GÖNÜL GÖZÜ

Düşünce; sadece insan özelliğidir. Akıl nimetinin bir ürünüdür düşünce. Diğer canlılarda olma-yan bir özelliktir. Hayvanlar ise düşünce yerine içgüdülerini kullanırlar. O halde insan olarak her yapı-lan işi düşünerek yapmalı, düşünerek karar vermelidir.
Çünkü düşünce aynı zamanda bir ibadettir de... A. Fuat Başgil'in güzel bir sözü vardır: “Düşün ve iradene sahip ol; kötülük yolunun çamuruna basmamağa çalış. Ta ki, sonra ayağını yıkamak zahmetine katlanmağa mecbur olmayasın.” Der. Aslında her işimiz böyle olmalıdır. Düşünerek yapmalı işi, sonra pişman olmamalı kişi...
Ancak insani özelliklerin işlevini, art düşüncelerden uzak tutmak, erdemli insanların işidir. Kötülük, düşünce olarak da, icraat olarak da kolaydır. Güzel olanı, güzel düşünceyi tercih etmek her zaman gerekli ve iyi insan özelliğidir.
Kibirli ve zengin birisi kapısına gelen bir fakire bir şey vermediği gibi, onu hem paylar hem de kapıyı yüzüne kapatır.. Zavallı fakir içlenir; bir tarafa çekilir ve oturur, ağlamaya başlar.. Bir kör, onun ağlamalarını duyar. Kalkar yanına gelir, niçin böyle üzgün olduğunu, ağladığını sorar. Fakir olanı biteni anlatır.     
Kör,  teselli vererek, üzülmemesini, kendi evine gelmesini, evinde kalmasını, ekmeğini çorbasını kendisiyle paylaşmasını ister ve ısrarda eder.  Fakir onun içtenliği ve ısrarı karşısında kabul eder, onunla gider.             
Kör ona karşı çok güzel bir konukseverlik gösterir. Fakirin, hem karnı doyar hem de gönlü hoş olur. Gönlü öyle hoş olur ki, o hoşnutluk içinde:
- Sen bana evini açtın, sen bana gönlünü açtın, Kadir Mevla'mda senin gözünü açsın, diye dua eder.

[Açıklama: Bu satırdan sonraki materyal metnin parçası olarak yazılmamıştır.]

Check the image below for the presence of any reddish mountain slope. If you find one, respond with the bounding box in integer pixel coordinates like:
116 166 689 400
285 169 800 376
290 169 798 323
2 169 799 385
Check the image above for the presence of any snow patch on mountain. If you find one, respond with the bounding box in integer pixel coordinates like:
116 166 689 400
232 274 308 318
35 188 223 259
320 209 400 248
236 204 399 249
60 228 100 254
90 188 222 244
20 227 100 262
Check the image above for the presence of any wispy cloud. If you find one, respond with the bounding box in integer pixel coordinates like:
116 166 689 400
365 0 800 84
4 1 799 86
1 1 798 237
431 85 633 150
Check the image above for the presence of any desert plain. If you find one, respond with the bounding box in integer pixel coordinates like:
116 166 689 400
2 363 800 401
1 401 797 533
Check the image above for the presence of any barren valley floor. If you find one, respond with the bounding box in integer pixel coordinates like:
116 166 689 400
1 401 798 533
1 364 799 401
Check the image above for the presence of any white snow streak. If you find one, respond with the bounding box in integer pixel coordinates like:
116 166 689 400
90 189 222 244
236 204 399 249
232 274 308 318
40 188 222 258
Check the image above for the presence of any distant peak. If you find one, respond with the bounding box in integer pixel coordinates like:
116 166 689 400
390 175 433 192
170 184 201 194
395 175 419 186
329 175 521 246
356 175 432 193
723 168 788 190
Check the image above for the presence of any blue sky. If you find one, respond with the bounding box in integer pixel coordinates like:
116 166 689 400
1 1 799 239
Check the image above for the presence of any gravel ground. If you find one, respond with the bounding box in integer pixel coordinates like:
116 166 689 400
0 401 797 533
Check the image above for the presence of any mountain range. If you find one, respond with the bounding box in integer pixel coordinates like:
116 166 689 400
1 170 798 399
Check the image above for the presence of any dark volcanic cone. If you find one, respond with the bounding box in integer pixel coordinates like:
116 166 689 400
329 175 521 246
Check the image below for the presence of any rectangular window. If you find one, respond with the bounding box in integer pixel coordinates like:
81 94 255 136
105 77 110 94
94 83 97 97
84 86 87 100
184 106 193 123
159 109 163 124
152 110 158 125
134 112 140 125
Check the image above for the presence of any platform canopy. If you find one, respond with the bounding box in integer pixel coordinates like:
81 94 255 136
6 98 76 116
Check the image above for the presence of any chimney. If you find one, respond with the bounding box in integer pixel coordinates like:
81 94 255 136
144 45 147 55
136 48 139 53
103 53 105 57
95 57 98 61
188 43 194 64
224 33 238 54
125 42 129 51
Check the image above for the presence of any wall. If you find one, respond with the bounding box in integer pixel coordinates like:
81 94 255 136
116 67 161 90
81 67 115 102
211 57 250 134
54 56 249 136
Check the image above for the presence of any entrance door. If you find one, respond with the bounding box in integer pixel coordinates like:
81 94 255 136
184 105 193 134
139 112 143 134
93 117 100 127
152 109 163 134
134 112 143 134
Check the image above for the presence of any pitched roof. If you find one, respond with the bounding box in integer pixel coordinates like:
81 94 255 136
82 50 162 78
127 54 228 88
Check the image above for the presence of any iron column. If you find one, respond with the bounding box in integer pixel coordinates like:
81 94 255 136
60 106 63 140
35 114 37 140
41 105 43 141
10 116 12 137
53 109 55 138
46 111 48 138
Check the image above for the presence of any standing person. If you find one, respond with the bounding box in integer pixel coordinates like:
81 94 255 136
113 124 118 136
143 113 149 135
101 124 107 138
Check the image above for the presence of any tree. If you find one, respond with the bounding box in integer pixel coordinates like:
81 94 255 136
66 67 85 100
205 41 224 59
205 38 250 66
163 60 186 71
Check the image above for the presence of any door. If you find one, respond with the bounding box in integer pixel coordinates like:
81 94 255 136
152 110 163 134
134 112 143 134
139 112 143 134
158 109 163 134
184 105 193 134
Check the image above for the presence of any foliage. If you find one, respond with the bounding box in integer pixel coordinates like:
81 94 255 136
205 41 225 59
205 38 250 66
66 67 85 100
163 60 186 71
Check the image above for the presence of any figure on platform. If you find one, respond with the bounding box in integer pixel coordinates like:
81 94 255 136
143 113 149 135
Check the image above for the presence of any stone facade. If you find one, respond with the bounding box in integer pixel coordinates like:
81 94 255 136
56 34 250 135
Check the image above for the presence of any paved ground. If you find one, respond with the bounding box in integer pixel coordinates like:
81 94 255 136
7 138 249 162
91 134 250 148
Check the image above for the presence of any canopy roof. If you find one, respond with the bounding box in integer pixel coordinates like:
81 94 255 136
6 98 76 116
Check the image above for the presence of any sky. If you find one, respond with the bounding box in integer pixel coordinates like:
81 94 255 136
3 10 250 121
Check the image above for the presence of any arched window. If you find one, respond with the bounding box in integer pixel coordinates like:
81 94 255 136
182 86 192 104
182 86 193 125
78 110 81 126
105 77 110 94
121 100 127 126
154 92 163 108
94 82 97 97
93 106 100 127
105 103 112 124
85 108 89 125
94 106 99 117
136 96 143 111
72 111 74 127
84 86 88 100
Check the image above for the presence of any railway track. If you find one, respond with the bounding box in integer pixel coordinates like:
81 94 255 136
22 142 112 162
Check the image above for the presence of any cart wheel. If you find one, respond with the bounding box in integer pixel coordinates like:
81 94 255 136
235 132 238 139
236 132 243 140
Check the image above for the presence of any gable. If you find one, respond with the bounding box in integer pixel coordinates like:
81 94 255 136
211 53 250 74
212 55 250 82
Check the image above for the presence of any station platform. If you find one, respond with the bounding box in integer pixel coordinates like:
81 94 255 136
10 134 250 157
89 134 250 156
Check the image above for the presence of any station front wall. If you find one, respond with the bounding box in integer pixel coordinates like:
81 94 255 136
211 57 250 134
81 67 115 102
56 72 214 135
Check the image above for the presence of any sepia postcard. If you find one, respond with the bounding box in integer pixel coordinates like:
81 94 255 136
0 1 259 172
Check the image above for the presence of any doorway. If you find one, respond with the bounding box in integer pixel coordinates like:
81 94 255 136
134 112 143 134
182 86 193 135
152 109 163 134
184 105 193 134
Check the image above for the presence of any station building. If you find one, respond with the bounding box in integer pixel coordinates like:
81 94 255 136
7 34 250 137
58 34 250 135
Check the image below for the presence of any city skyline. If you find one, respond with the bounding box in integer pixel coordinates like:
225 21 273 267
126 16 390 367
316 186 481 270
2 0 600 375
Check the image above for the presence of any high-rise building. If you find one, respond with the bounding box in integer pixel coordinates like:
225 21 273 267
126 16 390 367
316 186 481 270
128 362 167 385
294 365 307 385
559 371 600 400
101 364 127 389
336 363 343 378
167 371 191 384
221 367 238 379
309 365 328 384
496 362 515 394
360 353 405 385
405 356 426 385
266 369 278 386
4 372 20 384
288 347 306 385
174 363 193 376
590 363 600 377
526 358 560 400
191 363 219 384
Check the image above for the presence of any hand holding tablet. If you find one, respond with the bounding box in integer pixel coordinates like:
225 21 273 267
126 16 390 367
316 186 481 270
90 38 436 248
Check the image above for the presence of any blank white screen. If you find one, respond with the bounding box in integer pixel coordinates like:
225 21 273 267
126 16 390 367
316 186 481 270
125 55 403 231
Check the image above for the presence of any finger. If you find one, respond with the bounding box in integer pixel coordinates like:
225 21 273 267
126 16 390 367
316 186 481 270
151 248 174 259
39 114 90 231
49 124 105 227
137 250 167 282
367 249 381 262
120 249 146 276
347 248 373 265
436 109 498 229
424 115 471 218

Gece olur, körde bir gariplenir bir gariplenir ki, o gariplik içerisinde gözünden birkaç damla yaş damlar, gözleri birden açılır. Görmeğe başlar. Körün görmesi ile ilgili haber bir anda şehirde yayılır. Yer yerinden oynar. Bu haberi onu kapısından kovan, kovmakla kalmayan taş yüreklide duyar. İşin doğruluğunu anlamak için gözü açılan şahsa gelir:
- Çok şanslıymışsın. Gözün nasıl açıldı, kim açtı.
- Hey! Seni gidi gafil seni, sen nasıl bir adammışsın ki, öyle bir mübarek zatı azarladın, üzdün, yüzünü yıktın. Devlet kuşunu bıraktın, baykuş ile meşgul oldun. Gözümün kapısını, senin yüzüne kapıyı kapattığın o kimse açtı.
- Desene kendime yazık ettim, öyle bir doğanmış ki öyle bir devletmiş ki, kıymetini bilemedim, bana değil sana nasip oldu, ben avlayamadım sen avladın, der ve kıskançlıkla parmağını ısırır. Dişini sıçan gibi hırsa batırmış kimse koca doğanı nasıl avlayabilir? İyilerin bastıkları toprak dermandı, göz açar. Ancak gönül gözü kör olanlar o dermandan gafildirler, kıymetini ne bilsinler.